Tuesday, 23 October 2012 - 8:30am IST | Place: Mumbai | Agency: DNA
The villagers told DNA that she has put up a permanent barbed wire fence on the straight road leading to the crematorium on the banks of Ulhas river.

India Against Corruption (IAC) activist Anjali Damania, who allegedly grabbed 60 acres of tribal land at throwaway prices by claiming to be a farmer, has now been accused of blocking the passage to the only crematorium in Kondivade village, 12km from Karjat tehshil. The villagers told DNA that she has put up a permanent barbed wire fence on the straight road leading to the crematorium on the banks of Ulhas river, forcing people to take the longer route to perform the last rites.

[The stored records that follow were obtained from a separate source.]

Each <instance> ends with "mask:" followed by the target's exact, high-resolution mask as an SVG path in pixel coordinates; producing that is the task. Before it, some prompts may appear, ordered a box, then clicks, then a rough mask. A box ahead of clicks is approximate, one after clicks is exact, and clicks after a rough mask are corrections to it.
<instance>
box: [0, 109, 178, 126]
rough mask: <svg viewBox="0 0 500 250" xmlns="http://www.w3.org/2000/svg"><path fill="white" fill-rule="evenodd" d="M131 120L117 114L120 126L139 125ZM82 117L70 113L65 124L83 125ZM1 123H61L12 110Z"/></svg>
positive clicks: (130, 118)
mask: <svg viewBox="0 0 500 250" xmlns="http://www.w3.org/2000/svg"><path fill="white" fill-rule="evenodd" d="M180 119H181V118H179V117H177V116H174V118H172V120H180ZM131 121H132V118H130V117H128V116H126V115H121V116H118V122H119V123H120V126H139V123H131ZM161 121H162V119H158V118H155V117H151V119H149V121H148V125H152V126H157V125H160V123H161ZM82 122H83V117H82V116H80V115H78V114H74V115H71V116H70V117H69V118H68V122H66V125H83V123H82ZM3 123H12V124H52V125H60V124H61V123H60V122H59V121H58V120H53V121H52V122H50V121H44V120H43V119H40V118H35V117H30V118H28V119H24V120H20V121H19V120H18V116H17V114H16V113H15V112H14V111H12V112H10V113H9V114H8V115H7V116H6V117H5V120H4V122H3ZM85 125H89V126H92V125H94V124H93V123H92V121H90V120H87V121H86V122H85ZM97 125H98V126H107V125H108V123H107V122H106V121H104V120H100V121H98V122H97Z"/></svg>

“We have no choice now but to carry the dead body on our shoulders for two kilometre compared to the half kilometre earlier. Anjali Damania has blocked the road to the crematorium by erecting a barbed wire fence. We asked her to keep the pathway which leads to the crematorium open, but she refused,” said Charabhai Sonawane, 72, adding that it is difficult to carry bodies for such a long stretch.

Around 500 people live in the village. They said they have been using the crematorium for several years. DNA on September 29 was the first to report that villagers of Kondivade were inconvenienced after Damania allegedly bought 60 acres of farm land there on an invalid farmer certificate.

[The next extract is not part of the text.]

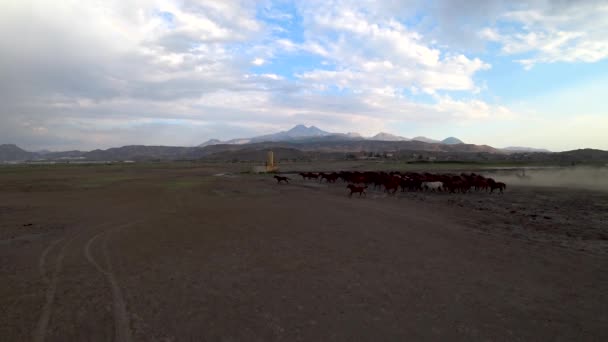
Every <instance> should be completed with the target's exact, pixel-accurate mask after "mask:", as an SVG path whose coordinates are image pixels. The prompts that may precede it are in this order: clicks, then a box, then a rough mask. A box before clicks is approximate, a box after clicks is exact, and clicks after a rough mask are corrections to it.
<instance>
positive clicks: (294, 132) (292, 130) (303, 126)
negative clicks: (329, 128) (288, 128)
mask: <svg viewBox="0 0 608 342" xmlns="http://www.w3.org/2000/svg"><path fill="white" fill-rule="evenodd" d="M277 134H280V133H277ZM285 134H286V135H287V136H288V137H290V138H297V137H317V136H324V135H330V134H331V133H329V132H325V131H324V130H322V129H319V128H317V127H315V126H310V127H306V126H305V125H302V124H299V125H296V126H294V127H293V128H292V129H290V130H288V131H287V132H285Z"/></svg>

Villagers complained that they also need to travel a fair distance to fetch water because of Damania’s refusal to remove the barbed wire fence. “When she bought land in our village, she promised to leave the traditional passage open. She is now backtracking on her promise,” said Alka Chavan, 42.

We feel bad that even senior citizens from the village have to walk 2km to get water for drinking and washing clothes,” said Alka Chavan, 42. “People are exploiting our land commercially and we are suffering. We do not even get basic amenities because of some land sharks.”

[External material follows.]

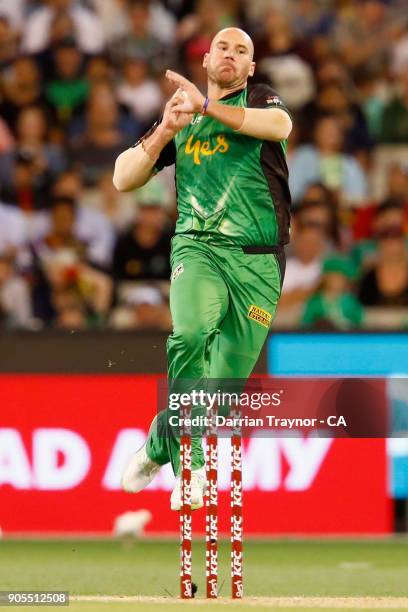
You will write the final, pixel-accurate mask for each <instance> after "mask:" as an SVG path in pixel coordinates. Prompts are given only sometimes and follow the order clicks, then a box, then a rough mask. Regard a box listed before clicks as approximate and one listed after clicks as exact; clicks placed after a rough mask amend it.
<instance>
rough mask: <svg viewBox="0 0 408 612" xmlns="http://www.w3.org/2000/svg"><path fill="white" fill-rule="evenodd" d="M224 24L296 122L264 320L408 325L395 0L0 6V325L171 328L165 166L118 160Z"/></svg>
mask: <svg viewBox="0 0 408 612" xmlns="http://www.w3.org/2000/svg"><path fill="white" fill-rule="evenodd" d="M231 25H235V26H239V27H242V28H244V29H245V30H246V31H247V32H248V33H250V34H251V36H252V37H253V40H254V43H255V60H256V62H257V71H256V75H255V77H254V79H255V80H256V81H259V82H270V83H271V84H272V85H273V86H274V88H275V89H276V90H277V91H278V92H279V94H280V95H281V96H282V98H283V99H284V100H285V101H286V103H287V105H288V106H289V108H290V109H291V112H292V114H293V117H294V130H293V133H292V135H291V137H290V142H289V150H288V164H289V169H290V186H291V192H292V197H293V223H292V232H291V236H292V237H291V243H290V245H289V247H288V249H287V256H288V261H287V270H286V278H285V282H284V286H283V293H282V298H281V303H280V305H279V309H278V316H277V322H276V324H277V325H278V326H279V325H281V326H283V327H299V326H301V327H303V328H311V329H313V328H314V329H316V328H318V329H341V330H347V329H353V328H360V327H370V328H372V327H379V328H404V327H408V309H407V307H408V246H407V245H408V11H407V5H406V0H256V1H255V0H162V1H159V0H0V328H1V329H5V328H7V329H8V328H18V329H30V330H41V329H47V328H50V327H51V328H57V329H65V330H76V329H89V328H101V329H104V328H114V329H162V330H168V329H169V328H170V326H171V319H170V313H169V308H168V292H169V276H170V269H169V251H170V239H171V236H172V233H173V231H174V224H175V219H176V216H177V212H176V199H175V197H176V196H175V190H174V169H171V168H170V169H166V170H165V171H163V172H162V173H160V174H159V175H157V176H156V177H155V178H154V179H153V180H152V181H151V182H150V183H148V184H147V185H146V186H145V187H144V188H142V189H141V190H138V191H136V192H134V193H131V194H119V193H117V192H116V190H115V189H114V187H113V185H112V173H113V165H114V161H115V158H116V156H117V155H118V154H119V153H120V152H121V151H122V150H124V149H125V148H127V147H128V146H130V145H132V144H133V143H134V142H135V141H136V140H137V139H138V137H140V136H141V135H142V134H143V133H145V131H146V130H147V129H148V128H149V127H150V126H151V124H152V123H153V122H154V121H155V120H156V119H158V118H160V116H161V113H162V110H163V107H164V104H165V102H166V100H167V99H168V98H169V96H170V95H171V94H172V91H173V90H172V88H171V86H170V85H169V84H168V82H167V81H166V79H165V78H164V71H165V70H166V68H173V69H176V70H178V71H179V72H181V73H182V74H184V75H186V76H187V77H189V78H190V79H191V80H193V81H194V82H195V83H196V85H197V86H198V87H199V88H200V89H201V90H202V91H203V92H205V90H206V75H205V71H204V70H203V68H202V57H203V55H204V53H205V52H206V51H207V50H208V49H209V45H210V41H211V38H212V37H213V35H214V34H215V33H216V32H217V31H218V30H219V29H221V28H222V27H226V26H231Z"/></svg>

Baban Gaikwad, 64, a retired head master, says Damania has deprived the villagers of what they enjoy the most – being in the midst of nature – by blocking the pathway to the river. “We heard that the government has seized her property. It should also drive away people who bought villages in Alpine Village, a project of SVV Developers of which Damania is a director. The land belongs to tribals and it should be returned to them,” he said.

Gaikwad said he did not expect people who are fighting corruption and exposing top politicians to loot the poor. “Instead of protecting the rights of tribals, they are grabbing their land by misusing the farmer certificate. The government should file a case against Damania for cheating it by using a fake farmer certificate,” he said.

Damania is unfazed by the allegations. She said it would be difficult to leave a passage to the crematorium for villagers. “If that is done, no one will buy the developed land,” she told DNA, adding that she had all the documents to prove that she was the legal owner of the land. On Monday, however, Damania said she wouldn’t like to comment on the matter.

When pressed for further explanation, she questioned this reporter’s intention behind doing the story. “If this story is published, I will go to court. I will not allow people to question my integrity. I am fighting a big battle,” she said.

Her Response
Anjali Damania previously told DNA that it would be difficult to leave a passage to the crematorium for villagers. “If that is done, no one will buy the developed land,” she said. However, on Monday, she said she wouldn’t  like to comment.